The U.S. District Court has concluded its review of the joint venture combining Peabody and Arch Resources’ Power River Basin and Colorado assets and is supporting the Federal Trade Commission’s (FTC) decision to block the formation of the joint venture.
“We are deeply disappointed with the court’s decision as the intense all-fuels competition is clearly apparent to us,” Peabody President and CEO Glenn Kellow said. “Our focus now is on continuing to be the low-cost PRB coal provider to best compete against natural gas and subsidized renewables.”
The FTC said the transaction will eliminate competition between Peabody and Arch Coal, the two major competitors in the market for thermal coal in the Southern Powder River Basin, and the two largest coal-mining companies in the United States.
Following the court decision, Arch said while it disagrees with the verdict, it would terminate the proposed joint venture.

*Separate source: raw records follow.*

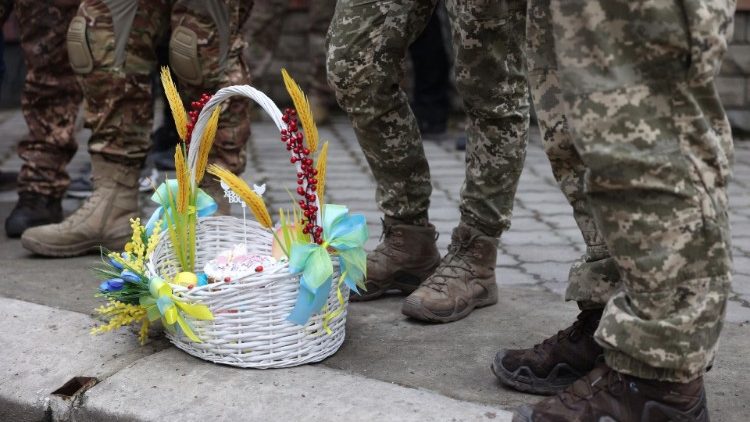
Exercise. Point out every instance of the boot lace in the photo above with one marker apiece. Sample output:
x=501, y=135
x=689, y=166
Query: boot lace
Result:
x=586, y=388
x=455, y=265
x=573, y=332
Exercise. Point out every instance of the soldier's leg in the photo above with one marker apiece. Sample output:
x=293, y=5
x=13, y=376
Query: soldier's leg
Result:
x=205, y=54
x=50, y=102
x=111, y=45
x=321, y=94
x=558, y=361
x=638, y=86
x=263, y=35
x=367, y=44
x=488, y=39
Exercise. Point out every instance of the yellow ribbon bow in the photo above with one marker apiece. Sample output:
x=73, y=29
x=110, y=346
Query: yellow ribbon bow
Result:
x=163, y=304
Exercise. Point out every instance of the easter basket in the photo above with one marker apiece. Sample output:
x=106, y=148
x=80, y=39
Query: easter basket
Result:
x=286, y=312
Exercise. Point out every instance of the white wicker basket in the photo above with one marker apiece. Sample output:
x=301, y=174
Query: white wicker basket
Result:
x=250, y=327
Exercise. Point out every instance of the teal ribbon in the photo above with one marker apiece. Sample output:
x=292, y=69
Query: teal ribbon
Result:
x=345, y=236
x=204, y=205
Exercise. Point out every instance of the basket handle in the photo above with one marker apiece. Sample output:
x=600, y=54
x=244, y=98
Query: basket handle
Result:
x=224, y=93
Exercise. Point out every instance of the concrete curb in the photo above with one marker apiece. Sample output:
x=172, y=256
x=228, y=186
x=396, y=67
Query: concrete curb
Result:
x=45, y=347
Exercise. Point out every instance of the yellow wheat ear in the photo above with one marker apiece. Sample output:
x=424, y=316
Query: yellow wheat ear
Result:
x=252, y=199
x=175, y=103
x=207, y=141
x=303, y=110
x=182, y=175
x=321, y=167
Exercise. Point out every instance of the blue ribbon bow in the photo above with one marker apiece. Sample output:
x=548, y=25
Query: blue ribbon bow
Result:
x=344, y=235
x=204, y=205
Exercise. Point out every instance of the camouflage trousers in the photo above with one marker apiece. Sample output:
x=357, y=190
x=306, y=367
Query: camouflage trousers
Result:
x=367, y=43
x=50, y=98
x=263, y=35
x=123, y=36
x=628, y=93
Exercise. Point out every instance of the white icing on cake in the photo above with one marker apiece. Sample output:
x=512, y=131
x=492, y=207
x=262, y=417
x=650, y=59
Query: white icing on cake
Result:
x=235, y=263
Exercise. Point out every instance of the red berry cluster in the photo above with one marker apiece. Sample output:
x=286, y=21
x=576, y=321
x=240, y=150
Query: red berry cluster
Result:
x=196, y=107
x=306, y=181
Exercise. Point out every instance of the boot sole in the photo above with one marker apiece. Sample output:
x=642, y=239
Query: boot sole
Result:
x=82, y=248
x=413, y=308
x=523, y=378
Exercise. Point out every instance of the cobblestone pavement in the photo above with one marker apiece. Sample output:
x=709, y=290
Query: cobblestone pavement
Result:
x=543, y=240
x=533, y=263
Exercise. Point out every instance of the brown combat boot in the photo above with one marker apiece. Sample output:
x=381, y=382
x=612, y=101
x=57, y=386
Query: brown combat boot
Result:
x=102, y=220
x=405, y=257
x=464, y=280
x=607, y=395
x=557, y=362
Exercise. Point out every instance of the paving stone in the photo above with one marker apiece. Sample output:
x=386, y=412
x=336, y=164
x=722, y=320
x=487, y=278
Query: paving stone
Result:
x=548, y=271
x=542, y=253
x=512, y=276
x=520, y=238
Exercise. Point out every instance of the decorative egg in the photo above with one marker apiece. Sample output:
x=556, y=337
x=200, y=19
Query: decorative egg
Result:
x=186, y=278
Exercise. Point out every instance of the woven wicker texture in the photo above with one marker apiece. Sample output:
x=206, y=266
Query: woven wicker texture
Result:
x=249, y=327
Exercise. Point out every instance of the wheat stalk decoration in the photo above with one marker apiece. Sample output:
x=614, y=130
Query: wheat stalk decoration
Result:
x=175, y=103
x=207, y=141
x=302, y=105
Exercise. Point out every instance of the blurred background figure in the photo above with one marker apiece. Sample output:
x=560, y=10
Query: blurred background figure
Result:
x=50, y=101
x=112, y=47
x=264, y=32
x=7, y=179
x=431, y=99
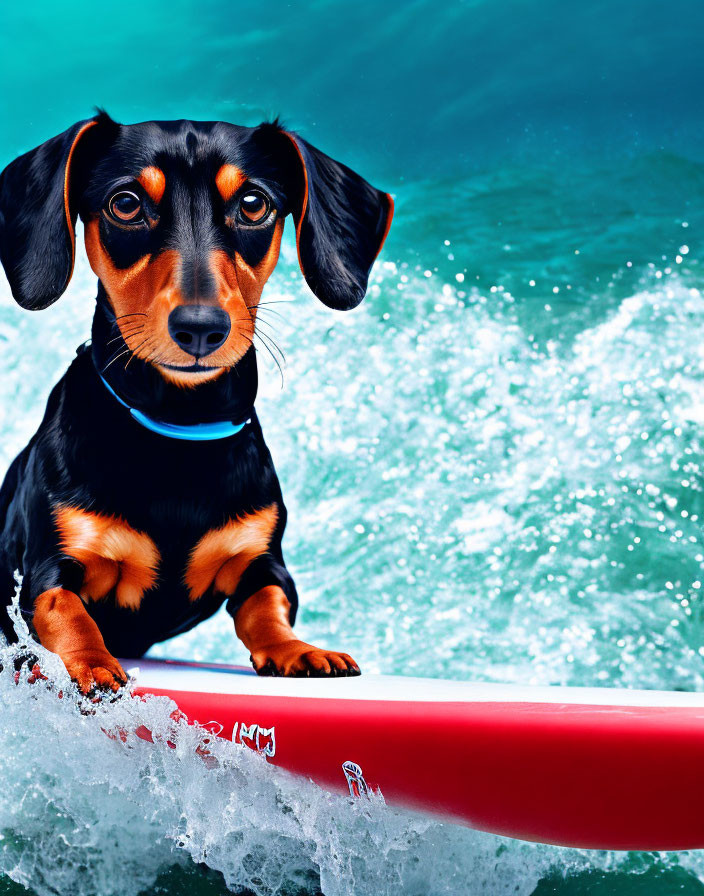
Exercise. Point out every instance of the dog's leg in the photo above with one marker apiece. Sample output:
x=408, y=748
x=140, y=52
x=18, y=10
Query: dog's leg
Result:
x=64, y=627
x=262, y=624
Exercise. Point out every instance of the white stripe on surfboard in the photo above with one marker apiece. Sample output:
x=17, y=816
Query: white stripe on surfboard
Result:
x=228, y=680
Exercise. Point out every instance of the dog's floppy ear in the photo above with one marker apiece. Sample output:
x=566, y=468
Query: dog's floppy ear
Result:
x=38, y=216
x=341, y=224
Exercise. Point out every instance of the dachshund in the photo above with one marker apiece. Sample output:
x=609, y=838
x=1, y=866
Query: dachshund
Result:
x=147, y=497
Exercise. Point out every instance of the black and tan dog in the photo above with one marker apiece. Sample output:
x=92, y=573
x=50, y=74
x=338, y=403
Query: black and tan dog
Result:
x=148, y=497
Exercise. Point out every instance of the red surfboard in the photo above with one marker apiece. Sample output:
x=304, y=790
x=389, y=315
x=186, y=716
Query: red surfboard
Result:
x=586, y=767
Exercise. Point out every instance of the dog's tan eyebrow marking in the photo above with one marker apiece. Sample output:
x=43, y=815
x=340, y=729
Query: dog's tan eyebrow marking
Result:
x=228, y=180
x=153, y=181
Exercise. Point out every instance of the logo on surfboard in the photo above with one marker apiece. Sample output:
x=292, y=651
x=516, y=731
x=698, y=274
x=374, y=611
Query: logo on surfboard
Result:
x=261, y=740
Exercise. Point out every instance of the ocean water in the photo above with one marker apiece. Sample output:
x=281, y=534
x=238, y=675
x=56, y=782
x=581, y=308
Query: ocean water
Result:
x=492, y=467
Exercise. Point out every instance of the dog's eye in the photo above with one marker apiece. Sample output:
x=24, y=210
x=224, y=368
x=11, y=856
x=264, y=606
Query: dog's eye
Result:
x=254, y=207
x=125, y=207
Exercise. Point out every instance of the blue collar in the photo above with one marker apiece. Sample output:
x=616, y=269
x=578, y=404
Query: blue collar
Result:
x=196, y=432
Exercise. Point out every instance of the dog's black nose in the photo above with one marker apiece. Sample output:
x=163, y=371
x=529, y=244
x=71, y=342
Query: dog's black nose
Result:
x=199, y=329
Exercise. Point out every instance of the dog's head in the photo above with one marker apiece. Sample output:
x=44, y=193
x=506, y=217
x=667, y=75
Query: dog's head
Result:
x=183, y=222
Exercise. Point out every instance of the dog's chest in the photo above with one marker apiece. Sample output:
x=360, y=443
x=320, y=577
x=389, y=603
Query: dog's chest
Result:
x=128, y=562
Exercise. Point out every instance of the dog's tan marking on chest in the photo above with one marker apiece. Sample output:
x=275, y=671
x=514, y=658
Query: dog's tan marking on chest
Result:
x=222, y=555
x=114, y=555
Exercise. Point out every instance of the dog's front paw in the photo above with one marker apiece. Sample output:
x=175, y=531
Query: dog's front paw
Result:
x=303, y=660
x=91, y=668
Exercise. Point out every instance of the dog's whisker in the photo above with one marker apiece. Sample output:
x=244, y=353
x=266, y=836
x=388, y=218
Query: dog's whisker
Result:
x=126, y=336
x=134, y=351
x=272, y=342
x=116, y=358
x=275, y=359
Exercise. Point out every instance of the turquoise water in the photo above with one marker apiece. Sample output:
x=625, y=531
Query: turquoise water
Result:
x=492, y=467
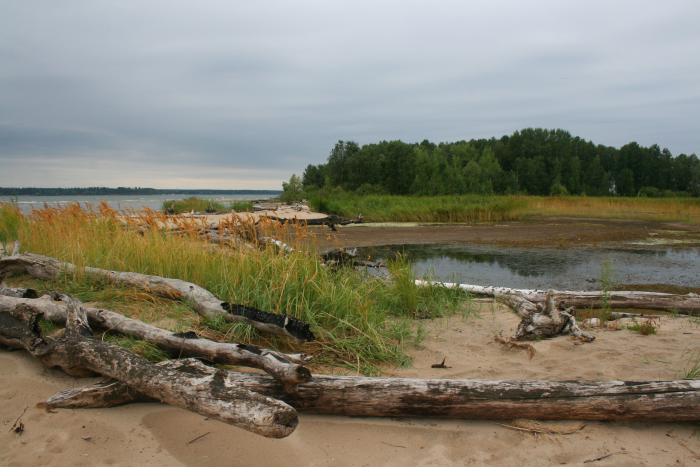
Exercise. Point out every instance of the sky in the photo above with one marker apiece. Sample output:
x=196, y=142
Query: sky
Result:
x=241, y=94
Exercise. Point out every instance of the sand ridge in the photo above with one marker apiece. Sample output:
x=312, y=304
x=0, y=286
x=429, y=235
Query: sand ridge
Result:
x=156, y=434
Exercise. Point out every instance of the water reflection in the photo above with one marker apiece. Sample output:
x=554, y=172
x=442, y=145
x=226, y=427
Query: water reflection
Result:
x=573, y=268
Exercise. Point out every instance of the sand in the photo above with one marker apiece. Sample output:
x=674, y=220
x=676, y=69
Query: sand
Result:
x=153, y=434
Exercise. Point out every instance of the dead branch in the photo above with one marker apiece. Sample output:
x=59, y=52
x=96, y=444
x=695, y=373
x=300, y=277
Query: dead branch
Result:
x=282, y=366
x=203, y=301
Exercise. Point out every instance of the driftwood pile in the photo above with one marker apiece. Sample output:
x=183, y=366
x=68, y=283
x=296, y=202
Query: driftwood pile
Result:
x=551, y=313
x=267, y=404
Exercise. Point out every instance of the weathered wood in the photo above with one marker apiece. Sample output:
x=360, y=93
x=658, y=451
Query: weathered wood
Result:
x=103, y=394
x=193, y=385
x=681, y=303
x=479, y=399
x=203, y=301
x=545, y=321
x=282, y=366
x=538, y=320
x=19, y=292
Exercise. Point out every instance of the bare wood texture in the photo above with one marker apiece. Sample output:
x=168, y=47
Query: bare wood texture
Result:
x=202, y=300
x=192, y=386
x=477, y=399
x=282, y=366
x=19, y=292
x=681, y=303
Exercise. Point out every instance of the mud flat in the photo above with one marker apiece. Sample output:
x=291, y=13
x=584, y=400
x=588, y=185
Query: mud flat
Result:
x=154, y=434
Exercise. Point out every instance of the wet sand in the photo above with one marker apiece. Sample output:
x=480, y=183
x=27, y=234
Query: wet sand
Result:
x=560, y=232
x=153, y=434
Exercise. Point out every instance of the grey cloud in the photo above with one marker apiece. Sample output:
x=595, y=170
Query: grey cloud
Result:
x=257, y=90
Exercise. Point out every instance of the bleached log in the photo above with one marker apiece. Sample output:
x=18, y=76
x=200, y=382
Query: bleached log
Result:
x=625, y=299
x=476, y=399
x=538, y=320
x=19, y=292
x=282, y=366
x=192, y=386
x=202, y=300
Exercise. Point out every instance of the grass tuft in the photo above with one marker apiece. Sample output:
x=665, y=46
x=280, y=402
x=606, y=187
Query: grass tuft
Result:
x=360, y=321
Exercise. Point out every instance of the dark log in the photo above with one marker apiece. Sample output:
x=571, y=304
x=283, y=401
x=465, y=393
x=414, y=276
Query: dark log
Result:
x=203, y=301
x=477, y=399
x=282, y=366
x=192, y=386
x=18, y=292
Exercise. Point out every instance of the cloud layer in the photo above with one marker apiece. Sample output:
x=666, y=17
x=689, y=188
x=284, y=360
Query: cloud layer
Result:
x=219, y=94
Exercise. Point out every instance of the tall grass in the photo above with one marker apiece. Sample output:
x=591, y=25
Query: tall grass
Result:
x=386, y=208
x=360, y=321
x=478, y=208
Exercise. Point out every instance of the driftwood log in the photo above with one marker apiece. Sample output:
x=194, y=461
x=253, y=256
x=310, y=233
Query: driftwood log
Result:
x=193, y=385
x=282, y=366
x=202, y=300
x=682, y=303
x=538, y=320
x=466, y=399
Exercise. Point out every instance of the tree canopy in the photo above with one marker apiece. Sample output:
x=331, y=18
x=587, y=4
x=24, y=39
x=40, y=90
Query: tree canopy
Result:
x=532, y=161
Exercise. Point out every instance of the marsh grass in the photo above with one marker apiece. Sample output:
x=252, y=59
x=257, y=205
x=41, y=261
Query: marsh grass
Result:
x=360, y=321
x=497, y=208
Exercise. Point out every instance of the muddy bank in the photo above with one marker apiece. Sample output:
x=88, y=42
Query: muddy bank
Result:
x=153, y=434
x=555, y=233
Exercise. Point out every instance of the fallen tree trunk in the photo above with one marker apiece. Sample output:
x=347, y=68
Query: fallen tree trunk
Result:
x=203, y=301
x=464, y=399
x=681, y=303
x=18, y=292
x=193, y=386
x=538, y=320
x=282, y=366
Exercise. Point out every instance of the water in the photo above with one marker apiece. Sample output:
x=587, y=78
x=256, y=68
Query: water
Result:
x=541, y=268
x=121, y=202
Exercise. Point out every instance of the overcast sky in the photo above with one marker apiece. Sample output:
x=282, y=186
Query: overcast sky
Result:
x=241, y=94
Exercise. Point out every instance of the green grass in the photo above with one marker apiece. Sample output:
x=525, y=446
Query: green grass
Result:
x=498, y=208
x=385, y=208
x=360, y=321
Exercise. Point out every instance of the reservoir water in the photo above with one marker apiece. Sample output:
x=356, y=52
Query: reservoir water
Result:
x=537, y=268
x=122, y=202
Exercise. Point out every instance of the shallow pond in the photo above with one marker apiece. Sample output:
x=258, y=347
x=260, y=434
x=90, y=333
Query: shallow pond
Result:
x=537, y=268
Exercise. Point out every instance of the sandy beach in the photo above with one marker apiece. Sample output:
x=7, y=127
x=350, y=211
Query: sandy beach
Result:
x=155, y=434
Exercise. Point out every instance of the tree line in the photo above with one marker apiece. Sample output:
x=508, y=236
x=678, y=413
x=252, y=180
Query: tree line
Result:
x=532, y=161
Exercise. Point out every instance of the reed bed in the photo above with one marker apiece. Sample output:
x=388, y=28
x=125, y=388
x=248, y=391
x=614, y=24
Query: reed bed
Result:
x=360, y=321
x=478, y=208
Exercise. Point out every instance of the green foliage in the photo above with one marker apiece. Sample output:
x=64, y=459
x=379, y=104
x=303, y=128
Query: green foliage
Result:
x=292, y=190
x=358, y=319
x=388, y=208
x=10, y=218
x=193, y=203
x=532, y=161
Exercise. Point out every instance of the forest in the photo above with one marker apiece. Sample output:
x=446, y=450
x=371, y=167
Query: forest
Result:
x=532, y=161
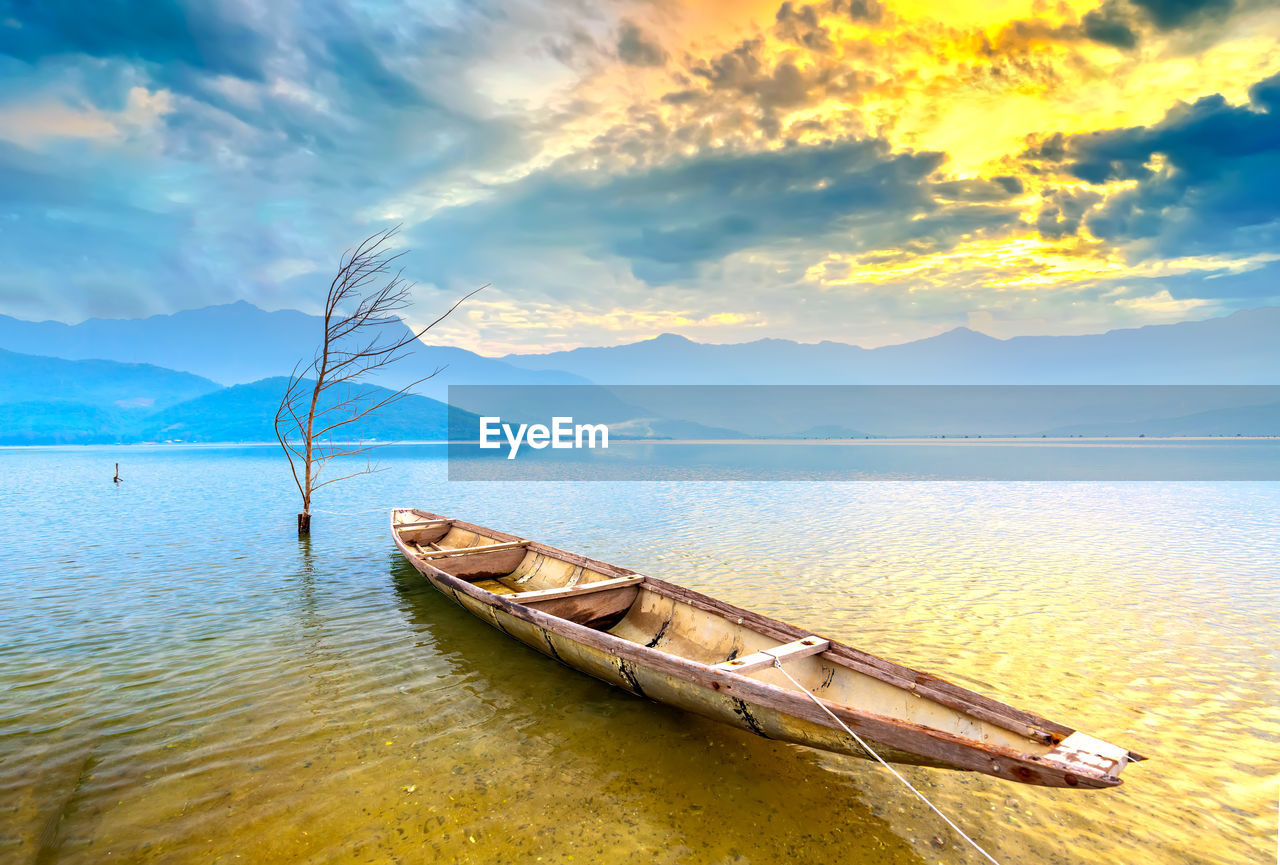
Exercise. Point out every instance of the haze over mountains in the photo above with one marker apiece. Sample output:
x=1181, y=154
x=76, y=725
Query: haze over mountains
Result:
x=237, y=343
x=1240, y=348
x=160, y=379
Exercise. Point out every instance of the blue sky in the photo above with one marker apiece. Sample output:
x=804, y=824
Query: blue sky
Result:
x=856, y=170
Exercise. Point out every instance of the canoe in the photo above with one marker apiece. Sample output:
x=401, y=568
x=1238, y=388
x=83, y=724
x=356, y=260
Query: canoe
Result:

Arch said aggressively driving forward with its strategic pivot toward steel and metallurgical markets and simultaneously intensifying its pursuit of strategic alternatives for its thermal assets is the best course of action for the company.
Arch and Peabody have agreed to discontinue legal efforts, given the significant investment of time, resources and expense that would be required to conduct an appeal.
“In the wake of today’s decision, we will be intensifying our pursuit of strategic alternatives for our thermal assets, including, among other things, potential divestiture, while evaluating opportunities to shrink the operational footprint at those mines, reduce their asset retirement obligations, and establish self-funding mechanisms to address those long-term liabilities,” Arch CEO Paul A. Lang said. “In the meantime, we will maintain our sharp focus on aligning our thermal production rates with declining domestic thermal coal demand; adjusting our thermal operating plans in order to minimize future cash requirements; and streamlining our entire organizational structure to reflect our long-term strategic direction.”
The transaction was announced in June 2019 and would combine Peabody’s North Antelope Rochelle Mine (NARM) and Arch’s Black Thunder Mine, which share a property line of more than seven miles. Additional assets include the Caballo, Rawhide and Coal Creek mines in Wyoming along with the West Elk and Twentymile mines in Colorado. Ownership of the joint venture would have been structured with Peabody owning 66.5% and Arch owning 33.5%. The joint venture was expected to realize annual synergies of $120 million over an initial 10-year period.